“Is RA contagious???”
The silver lining is I can easily separate myself from the people who make me feel worse.
I was always one of those people who went into every relationship preparing myself for disappointment.
I know it makes me sound like a holier-than-thou brat but honestly, I realized very early on that people are selfish.
I can count on my closest friends to not treat me differently. They support me and never make me feel bad about this illness. They are my closest friends for a reason. They are the people who I think are selfless, caring, and happy. They are willing to make small sacrifices for me (like instead of going out, staying in and watching TV, etc.) They never ever come back and throw those situations in my face. They are the people I want and need to surround myself with.

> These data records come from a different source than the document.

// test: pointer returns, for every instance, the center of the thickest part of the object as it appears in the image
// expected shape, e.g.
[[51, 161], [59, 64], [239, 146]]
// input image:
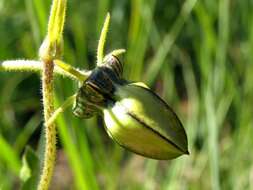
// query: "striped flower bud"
[[142, 122], [135, 117]]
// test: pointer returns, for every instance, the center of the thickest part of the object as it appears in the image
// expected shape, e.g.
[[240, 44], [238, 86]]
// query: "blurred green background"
[[197, 55]]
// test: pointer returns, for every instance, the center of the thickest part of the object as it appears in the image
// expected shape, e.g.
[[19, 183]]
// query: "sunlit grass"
[[199, 60]]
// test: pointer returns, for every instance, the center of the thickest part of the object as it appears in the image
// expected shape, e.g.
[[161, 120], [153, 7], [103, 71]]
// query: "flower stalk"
[[50, 49]]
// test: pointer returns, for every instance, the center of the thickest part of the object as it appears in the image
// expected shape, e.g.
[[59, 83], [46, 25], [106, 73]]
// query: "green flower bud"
[[142, 122]]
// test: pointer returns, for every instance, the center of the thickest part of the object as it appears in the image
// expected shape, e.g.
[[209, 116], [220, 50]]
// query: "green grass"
[[196, 55]]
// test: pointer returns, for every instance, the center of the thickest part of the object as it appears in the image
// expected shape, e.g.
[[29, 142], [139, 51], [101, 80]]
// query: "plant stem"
[[50, 150], [36, 66]]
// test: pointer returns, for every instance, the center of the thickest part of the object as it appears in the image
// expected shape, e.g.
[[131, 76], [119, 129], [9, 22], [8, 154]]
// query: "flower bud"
[[142, 122]]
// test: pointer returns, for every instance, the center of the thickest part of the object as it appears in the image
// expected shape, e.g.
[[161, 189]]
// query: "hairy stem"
[[36, 66], [50, 150]]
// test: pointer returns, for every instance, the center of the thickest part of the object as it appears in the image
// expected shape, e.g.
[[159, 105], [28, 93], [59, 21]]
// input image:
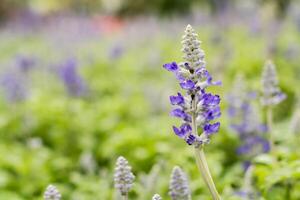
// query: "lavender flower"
[[24, 63], [123, 176], [52, 193], [156, 197], [72, 80], [14, 87], [272, 94], [245, 121], [196, 104], [179, 187]]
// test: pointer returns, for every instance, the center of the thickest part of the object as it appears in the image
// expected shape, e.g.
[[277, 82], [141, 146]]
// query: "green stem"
[[203, 167], [125, 197], [201, 160], [270, 126]]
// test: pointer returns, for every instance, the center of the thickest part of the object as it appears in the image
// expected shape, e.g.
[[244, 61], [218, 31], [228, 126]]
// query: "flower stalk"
[[201, 160], [270, 126]]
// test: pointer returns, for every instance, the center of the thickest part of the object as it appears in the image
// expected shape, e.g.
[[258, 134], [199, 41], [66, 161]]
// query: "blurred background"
[[82, 83]]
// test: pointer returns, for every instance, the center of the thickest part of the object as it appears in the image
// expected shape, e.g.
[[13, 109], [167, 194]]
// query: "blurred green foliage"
[[73, 142]]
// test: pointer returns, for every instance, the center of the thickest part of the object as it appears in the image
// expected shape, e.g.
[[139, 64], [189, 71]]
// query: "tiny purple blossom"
[[191, 139], [73, 82], [171, 66], [197, 107], [211, 128], [180, 114], [183, 130], [177, 100], [187, 85]]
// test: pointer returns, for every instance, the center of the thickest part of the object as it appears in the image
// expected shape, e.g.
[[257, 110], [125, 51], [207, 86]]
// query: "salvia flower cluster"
[[123, 179], [272, 94], [196, 104], [123, 176], [52, 193], [245, 120], [73, 82], [156, 197]]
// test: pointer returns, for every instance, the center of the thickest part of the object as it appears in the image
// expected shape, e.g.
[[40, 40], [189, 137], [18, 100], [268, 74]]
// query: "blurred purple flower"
[[116, 51], [244, 120], [73, 82], [13, 87], [25, 63]]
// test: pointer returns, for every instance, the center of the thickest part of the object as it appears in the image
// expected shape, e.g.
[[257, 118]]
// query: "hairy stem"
[[201, 160], [270, 126], [125, 197]]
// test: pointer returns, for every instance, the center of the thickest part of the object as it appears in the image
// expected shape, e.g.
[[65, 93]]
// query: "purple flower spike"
[[177, 100], [178, 132], [196, 108], [191, 139], [211, 128], [171, 66], [183, 130], [187, 85]]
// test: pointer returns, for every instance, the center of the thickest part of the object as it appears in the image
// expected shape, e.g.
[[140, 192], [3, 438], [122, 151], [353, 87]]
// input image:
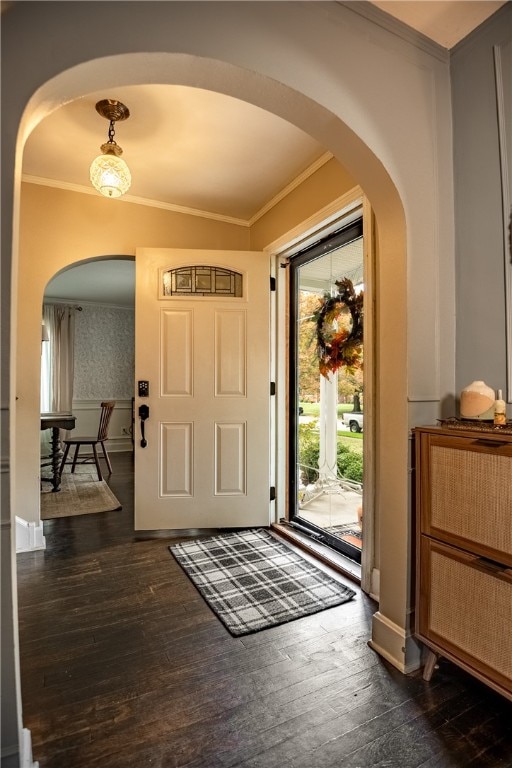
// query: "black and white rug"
[[252, 581]]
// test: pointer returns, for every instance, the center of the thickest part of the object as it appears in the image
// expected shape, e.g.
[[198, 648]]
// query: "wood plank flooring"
[[123, 664]]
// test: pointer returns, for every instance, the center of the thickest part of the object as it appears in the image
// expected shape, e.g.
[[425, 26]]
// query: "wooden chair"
[[106, 412]]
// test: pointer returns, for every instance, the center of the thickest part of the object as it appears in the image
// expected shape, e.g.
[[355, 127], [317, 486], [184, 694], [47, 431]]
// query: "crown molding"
[[396, 27], [313, 168], [86, 190]]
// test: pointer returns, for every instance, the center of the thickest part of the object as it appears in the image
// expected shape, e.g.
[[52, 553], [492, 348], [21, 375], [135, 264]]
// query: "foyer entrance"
[[327, 425]]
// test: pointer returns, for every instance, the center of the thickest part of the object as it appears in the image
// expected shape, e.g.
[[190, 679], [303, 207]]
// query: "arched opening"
[[341, 140]]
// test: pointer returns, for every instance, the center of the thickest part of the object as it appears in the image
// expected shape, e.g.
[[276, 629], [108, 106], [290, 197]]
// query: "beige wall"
[[377, 99], [59, 228]]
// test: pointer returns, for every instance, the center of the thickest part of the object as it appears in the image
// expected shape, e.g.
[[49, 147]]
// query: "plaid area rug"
[[252, 581]]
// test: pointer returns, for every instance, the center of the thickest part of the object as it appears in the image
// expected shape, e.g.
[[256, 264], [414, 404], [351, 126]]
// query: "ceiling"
[[209, 154]]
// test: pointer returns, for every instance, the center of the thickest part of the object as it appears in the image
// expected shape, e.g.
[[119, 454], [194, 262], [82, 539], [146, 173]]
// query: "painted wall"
[[481, 319], [104, 353], [380, 103], [330, 182]]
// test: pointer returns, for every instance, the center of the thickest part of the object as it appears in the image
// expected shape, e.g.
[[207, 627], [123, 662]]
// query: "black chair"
[[106, 412]]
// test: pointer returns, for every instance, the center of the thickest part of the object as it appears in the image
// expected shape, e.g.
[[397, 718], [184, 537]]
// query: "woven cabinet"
[[464, 550]]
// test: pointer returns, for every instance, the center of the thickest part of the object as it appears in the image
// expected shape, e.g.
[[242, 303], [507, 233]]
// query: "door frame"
[[321, 224], [348, 233]]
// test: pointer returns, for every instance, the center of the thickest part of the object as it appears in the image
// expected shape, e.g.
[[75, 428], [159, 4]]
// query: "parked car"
[[354, 421]]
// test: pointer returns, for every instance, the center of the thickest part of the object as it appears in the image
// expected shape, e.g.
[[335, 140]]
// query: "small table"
[[56, 422]]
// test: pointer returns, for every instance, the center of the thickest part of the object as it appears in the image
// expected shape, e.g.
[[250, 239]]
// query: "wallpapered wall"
[[104, 353]]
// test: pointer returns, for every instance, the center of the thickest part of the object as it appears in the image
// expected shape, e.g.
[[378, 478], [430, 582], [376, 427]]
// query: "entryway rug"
[[81, 493], [252, 581]]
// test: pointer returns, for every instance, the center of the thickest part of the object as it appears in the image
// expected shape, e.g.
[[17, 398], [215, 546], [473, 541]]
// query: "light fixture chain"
[[111, 132]]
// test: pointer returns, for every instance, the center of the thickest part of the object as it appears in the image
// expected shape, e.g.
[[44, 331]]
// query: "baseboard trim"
[[395, 644], [26, 750], [375, 584], [29, 536]]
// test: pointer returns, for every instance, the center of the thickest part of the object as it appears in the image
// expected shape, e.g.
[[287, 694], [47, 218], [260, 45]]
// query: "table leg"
[[56, 459], [430, 663]]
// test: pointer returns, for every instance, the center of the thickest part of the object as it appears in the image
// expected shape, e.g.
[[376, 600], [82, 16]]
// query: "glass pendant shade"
[[110, 175]]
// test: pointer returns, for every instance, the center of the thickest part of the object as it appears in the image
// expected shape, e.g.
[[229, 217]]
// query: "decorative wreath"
[[339, 347]]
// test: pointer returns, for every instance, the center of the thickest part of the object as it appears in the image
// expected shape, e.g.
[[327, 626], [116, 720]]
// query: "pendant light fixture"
[[109, 173]]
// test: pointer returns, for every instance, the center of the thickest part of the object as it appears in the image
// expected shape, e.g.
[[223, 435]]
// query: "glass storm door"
[[326, 419]]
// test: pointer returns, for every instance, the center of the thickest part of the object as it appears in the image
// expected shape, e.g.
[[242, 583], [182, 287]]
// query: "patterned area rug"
[[252, 581], [81, 493]]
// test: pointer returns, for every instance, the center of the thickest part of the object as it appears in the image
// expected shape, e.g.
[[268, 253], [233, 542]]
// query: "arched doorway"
[[274, 86]]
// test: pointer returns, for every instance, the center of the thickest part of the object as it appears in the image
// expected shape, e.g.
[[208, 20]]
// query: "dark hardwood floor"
[[123, 664]]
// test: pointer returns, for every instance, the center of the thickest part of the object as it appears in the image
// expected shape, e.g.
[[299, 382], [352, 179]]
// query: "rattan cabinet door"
[[465, 611], [466, 494]]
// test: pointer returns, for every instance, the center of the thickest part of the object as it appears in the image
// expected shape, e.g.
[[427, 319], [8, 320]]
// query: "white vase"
[[477, 402]]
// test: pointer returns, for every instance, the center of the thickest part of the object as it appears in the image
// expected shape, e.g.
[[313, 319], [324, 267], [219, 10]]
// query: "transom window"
[[202, 281]]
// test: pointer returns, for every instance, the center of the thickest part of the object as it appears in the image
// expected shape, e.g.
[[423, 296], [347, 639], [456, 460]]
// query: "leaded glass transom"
[[202, 281]]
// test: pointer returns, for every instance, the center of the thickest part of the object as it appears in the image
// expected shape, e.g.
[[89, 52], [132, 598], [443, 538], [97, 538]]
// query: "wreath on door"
[[337, 347]]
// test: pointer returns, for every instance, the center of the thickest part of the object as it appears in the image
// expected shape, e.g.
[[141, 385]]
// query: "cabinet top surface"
[[478, 431]]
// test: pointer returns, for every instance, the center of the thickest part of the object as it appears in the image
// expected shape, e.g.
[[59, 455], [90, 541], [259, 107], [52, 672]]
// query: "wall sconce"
[[109, 173]]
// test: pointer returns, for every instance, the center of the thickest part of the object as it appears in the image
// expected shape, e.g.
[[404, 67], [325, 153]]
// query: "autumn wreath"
[[339, 346]]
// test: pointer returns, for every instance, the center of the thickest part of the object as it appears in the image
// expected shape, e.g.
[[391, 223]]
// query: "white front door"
[[205, 355]]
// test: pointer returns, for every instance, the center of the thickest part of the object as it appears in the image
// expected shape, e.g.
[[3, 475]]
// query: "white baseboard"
[[29, 536], [12, 757], [395, 644]]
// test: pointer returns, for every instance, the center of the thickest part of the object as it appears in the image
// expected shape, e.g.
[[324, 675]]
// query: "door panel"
[[206, 463]]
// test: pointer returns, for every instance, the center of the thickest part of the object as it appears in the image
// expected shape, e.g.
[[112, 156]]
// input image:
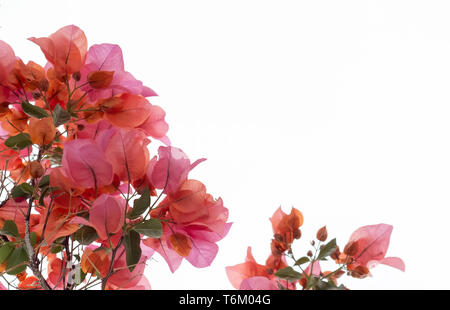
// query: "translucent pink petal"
[[106, 215], [105, 57], [127, 152], [66, 49], [373, 242], [109, 57], [85, 164], [394, 262], [7, 60], [172, 167]]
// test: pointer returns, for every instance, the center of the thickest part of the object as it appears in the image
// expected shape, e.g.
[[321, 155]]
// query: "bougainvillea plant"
[[83, 204], [283, 270]]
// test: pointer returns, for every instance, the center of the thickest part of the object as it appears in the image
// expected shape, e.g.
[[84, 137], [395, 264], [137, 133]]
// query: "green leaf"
[[60, 116], [150, 228], [325, 285], [85, 235], [33, 111], [327, 250], [19, 142], [289, 274], [16, 261], [45, 181], [312, 282], [5, 250], [33, 238], [45, 192], [302, 260], [57, 248], [140, 204], [22, 190], [79, 275], [132, 242], [10, 229]]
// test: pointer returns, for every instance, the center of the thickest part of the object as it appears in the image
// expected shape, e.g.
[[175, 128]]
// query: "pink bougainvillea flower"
[[373, 243], [259, 283], [6, 155], [198, 221], [106, 215], [109, 58], [171, 169], [65, 49], [286, 225], [7, 60], [126, 110], [316, 270], [128, 154], [84, 163], [14, 211]]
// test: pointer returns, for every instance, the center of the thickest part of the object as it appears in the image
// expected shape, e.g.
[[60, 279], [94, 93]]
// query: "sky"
[[337, 108]]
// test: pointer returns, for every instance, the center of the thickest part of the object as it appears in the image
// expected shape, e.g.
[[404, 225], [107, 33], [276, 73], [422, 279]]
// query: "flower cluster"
[[84, 204], [365, 249]]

Most of the people I have been friends with for more than ten years, some less.
Recently, I deluded myself into thinking that my co-workers and others actually cared about me. Was I wrong. I carried around a false sense of security. They talked the talk, but if the RA affected them they turned and said it burdened them.
Over the last couple of months, I realized that I need to re-adopt the wariness I always had. If someone cannot support me with this illness I don’t need to spend time on them. Sorry, but this is with me for life and I cannot waste energy convincing people this disease will not affect them.
It could take weeks or months to fully gauge how supportive someone can be, so I guess I should thank these people. In just a couple of minutes, with questions like these, they are telling me everything I need to know.
Hi, my name is Monica and I have RA.